THE STATE OF SOUTH CAROLINA
In The Court of Appeals

The State, Respondent,

v.

David Frasier, Appellant.

Appeal From Charleston County
 G. Thomas Cooper, Jr., Circuit Court Judge

Unpublished Opinion No. 2008-UP-558
Submitted October 1, 2008 Filed October 9, 2008

APPEAL DISMISSED

Appellate Defender Eleanor Duffy Cleary, of Columbia, for Appellant.

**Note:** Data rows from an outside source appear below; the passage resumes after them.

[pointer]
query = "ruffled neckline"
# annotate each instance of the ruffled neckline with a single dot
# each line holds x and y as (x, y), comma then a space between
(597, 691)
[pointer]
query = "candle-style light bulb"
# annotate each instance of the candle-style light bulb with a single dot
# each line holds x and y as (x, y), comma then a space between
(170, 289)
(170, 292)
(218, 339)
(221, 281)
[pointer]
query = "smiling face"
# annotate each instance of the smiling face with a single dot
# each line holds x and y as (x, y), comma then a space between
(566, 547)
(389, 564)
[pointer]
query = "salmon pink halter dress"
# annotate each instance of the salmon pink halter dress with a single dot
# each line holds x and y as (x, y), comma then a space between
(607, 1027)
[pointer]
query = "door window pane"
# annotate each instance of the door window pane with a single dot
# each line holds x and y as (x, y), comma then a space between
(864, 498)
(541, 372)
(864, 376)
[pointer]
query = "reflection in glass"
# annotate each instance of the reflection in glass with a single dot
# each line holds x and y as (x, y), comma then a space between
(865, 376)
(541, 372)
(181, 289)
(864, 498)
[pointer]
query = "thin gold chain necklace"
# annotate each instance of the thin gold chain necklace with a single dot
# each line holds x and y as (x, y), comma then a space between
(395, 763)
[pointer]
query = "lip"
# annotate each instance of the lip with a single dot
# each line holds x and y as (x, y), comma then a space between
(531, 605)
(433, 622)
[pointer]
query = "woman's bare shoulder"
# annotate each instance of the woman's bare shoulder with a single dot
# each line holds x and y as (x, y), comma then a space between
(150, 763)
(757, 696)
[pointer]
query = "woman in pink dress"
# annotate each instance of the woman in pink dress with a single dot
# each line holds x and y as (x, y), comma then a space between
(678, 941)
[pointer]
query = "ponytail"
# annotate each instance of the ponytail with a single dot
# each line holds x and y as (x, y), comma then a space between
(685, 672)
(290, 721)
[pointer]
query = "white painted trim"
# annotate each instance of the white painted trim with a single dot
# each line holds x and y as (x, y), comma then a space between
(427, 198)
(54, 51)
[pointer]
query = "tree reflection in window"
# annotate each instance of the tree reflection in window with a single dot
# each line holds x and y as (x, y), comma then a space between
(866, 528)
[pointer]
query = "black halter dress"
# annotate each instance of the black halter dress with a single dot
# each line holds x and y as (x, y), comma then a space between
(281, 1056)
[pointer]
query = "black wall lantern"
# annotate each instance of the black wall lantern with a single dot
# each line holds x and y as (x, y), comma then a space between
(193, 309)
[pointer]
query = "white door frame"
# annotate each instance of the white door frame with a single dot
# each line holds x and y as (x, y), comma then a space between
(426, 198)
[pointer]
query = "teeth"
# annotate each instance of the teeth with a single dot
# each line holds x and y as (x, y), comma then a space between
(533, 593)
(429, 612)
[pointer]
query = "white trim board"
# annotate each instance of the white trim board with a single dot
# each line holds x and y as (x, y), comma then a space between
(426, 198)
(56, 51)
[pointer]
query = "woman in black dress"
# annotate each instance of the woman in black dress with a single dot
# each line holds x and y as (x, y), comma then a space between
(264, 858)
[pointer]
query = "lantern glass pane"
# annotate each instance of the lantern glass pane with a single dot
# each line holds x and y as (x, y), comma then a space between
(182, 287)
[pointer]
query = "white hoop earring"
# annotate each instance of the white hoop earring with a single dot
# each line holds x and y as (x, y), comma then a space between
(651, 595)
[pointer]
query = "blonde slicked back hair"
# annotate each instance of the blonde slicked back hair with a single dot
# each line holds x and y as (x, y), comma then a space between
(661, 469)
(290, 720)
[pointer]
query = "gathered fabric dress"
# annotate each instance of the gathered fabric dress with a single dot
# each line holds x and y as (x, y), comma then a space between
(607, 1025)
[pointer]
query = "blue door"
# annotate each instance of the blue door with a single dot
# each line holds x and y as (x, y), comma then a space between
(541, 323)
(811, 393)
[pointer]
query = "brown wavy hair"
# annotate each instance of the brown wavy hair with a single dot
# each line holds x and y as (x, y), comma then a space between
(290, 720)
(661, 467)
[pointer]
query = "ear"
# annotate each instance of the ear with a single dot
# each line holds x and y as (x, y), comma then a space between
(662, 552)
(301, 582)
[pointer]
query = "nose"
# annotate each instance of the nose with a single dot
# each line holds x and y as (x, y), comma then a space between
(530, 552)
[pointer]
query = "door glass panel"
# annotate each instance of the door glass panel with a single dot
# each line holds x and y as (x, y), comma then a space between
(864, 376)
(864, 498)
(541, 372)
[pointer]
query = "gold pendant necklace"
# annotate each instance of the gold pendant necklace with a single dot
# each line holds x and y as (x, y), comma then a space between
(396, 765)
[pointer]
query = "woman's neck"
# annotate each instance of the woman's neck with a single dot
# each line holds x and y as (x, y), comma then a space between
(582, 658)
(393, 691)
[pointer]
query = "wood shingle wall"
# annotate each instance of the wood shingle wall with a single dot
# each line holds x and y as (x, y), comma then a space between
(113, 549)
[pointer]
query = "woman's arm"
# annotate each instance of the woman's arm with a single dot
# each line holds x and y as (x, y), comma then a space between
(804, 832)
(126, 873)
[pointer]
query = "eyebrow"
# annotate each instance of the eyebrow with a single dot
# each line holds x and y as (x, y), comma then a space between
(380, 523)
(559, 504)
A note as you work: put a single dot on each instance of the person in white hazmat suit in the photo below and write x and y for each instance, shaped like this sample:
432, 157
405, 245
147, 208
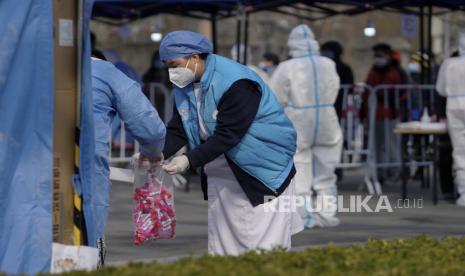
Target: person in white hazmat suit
451, 84
307, 86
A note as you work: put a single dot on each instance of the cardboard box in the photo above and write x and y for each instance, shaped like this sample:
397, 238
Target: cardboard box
65, 68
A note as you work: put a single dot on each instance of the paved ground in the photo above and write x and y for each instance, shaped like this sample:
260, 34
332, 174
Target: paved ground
443, 219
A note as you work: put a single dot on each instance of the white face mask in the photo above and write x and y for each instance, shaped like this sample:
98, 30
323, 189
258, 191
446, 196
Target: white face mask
182, 77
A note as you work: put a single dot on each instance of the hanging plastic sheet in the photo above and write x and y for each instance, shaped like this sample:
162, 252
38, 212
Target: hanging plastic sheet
26, 131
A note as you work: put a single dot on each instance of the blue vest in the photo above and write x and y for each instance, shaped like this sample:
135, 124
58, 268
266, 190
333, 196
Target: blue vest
266, 151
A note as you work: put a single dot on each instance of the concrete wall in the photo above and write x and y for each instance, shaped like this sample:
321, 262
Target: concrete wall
269, 31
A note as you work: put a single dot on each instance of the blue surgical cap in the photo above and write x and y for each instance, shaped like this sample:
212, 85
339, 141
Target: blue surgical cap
184, 43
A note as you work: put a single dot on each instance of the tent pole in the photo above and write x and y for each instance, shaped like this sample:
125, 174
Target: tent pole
246, 36
422, 47
214, 34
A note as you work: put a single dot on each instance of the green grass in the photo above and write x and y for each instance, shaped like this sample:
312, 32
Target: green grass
419, 256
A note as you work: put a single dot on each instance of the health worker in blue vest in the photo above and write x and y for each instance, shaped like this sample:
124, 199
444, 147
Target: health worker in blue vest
239, 139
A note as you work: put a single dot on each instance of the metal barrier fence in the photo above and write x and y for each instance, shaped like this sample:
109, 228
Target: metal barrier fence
368, 117
356, 151
389, 105
122, 150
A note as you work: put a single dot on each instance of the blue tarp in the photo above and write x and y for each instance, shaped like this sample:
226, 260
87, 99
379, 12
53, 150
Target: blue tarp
26, 132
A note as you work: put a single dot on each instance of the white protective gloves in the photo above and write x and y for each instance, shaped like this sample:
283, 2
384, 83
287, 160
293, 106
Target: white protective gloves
179, 164
144, 162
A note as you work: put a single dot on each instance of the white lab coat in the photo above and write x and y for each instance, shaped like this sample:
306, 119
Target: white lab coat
307, 86
234, 225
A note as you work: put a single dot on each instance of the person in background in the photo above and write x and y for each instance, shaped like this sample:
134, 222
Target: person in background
116, 94
385, 71
451, 84
334, 51
307, 86
269, 63
239, 139
445, 160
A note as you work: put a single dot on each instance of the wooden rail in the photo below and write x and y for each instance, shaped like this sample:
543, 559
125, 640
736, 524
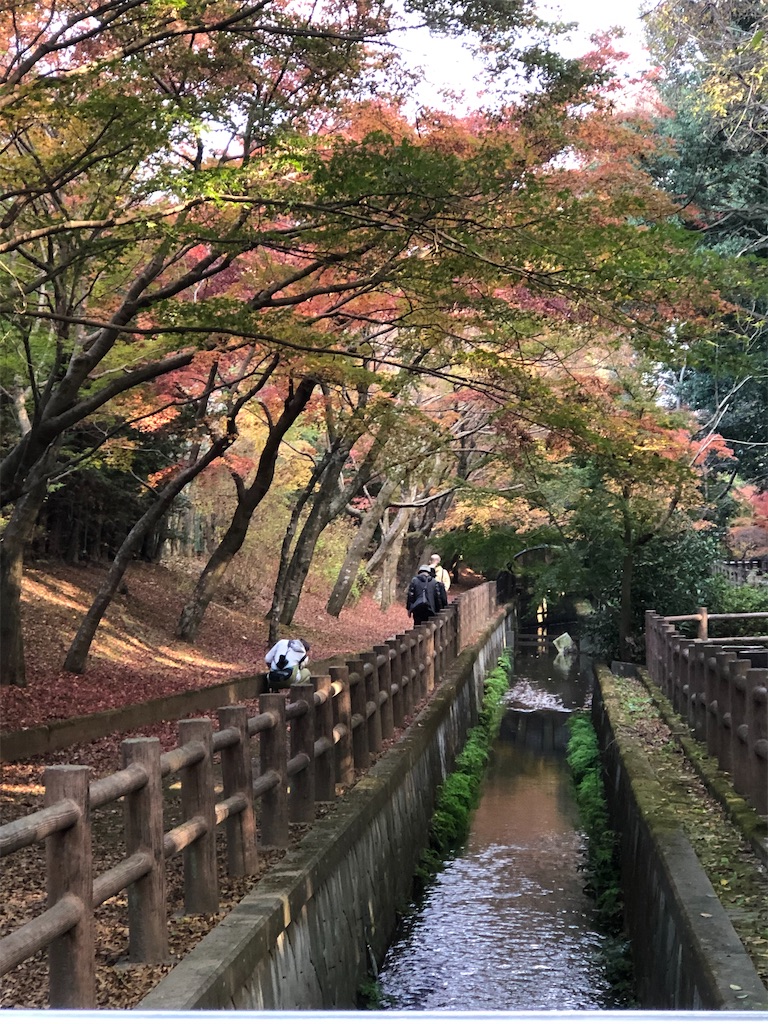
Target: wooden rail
322, 735
720, 688
745, 570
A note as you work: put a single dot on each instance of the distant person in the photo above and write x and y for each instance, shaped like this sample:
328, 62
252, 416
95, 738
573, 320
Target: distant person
287, 663
441, 574
441, 593
422, 599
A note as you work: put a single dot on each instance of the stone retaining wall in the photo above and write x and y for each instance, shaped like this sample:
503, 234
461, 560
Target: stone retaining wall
306, 935
687, 954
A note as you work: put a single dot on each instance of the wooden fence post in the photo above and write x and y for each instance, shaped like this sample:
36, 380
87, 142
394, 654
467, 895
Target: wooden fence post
719, 719
700, 708
429, 631
301, 795
359, 715
325, 755
757, 738
70, 873
395, 676
403, 642
371, 671
237, 777
382, 655
147, 909
343, 717
198, 801
273, 758
421, 662
702, 632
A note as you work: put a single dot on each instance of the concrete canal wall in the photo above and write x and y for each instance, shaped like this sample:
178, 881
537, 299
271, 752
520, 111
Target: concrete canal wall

Attorney General Henry Dargan McMaster, Chief Deputy Attorney General John W. McIntosh, Assistant Deputy Attorney General Salley W. Elliott, all of Columbia; and Solicitor Scarlett Anne Wilson, of Charleston, for Respondent.

PER CURIAM:  A jury found David Frasier guilty of assault and battery of a high and aggravated nature (ABHAN), committing a lewd act on a minor, and disseminating harmful materials to a minor.  Frasier argues the trial judge erred in allowing the State to introduce evidence that was irrelevant and unduly prejudicial.  After a thorough review of the record and counsel's brief pursuant to Anders v. California, 386 U.S. 738 (1967), and State v. Williams, 305 S.C. 116, 406 S.E.2d 357 (1991), we dismiss Frasier's appeal and grant counsel's motion to be relieved.[1] 

APPEAL DISMISSED.

SHORT and THOMAS, JJ., and GOOLSBY, A.J., concur.

[1] We decide this case without oral argument pursuant to Rule 215, SCACR.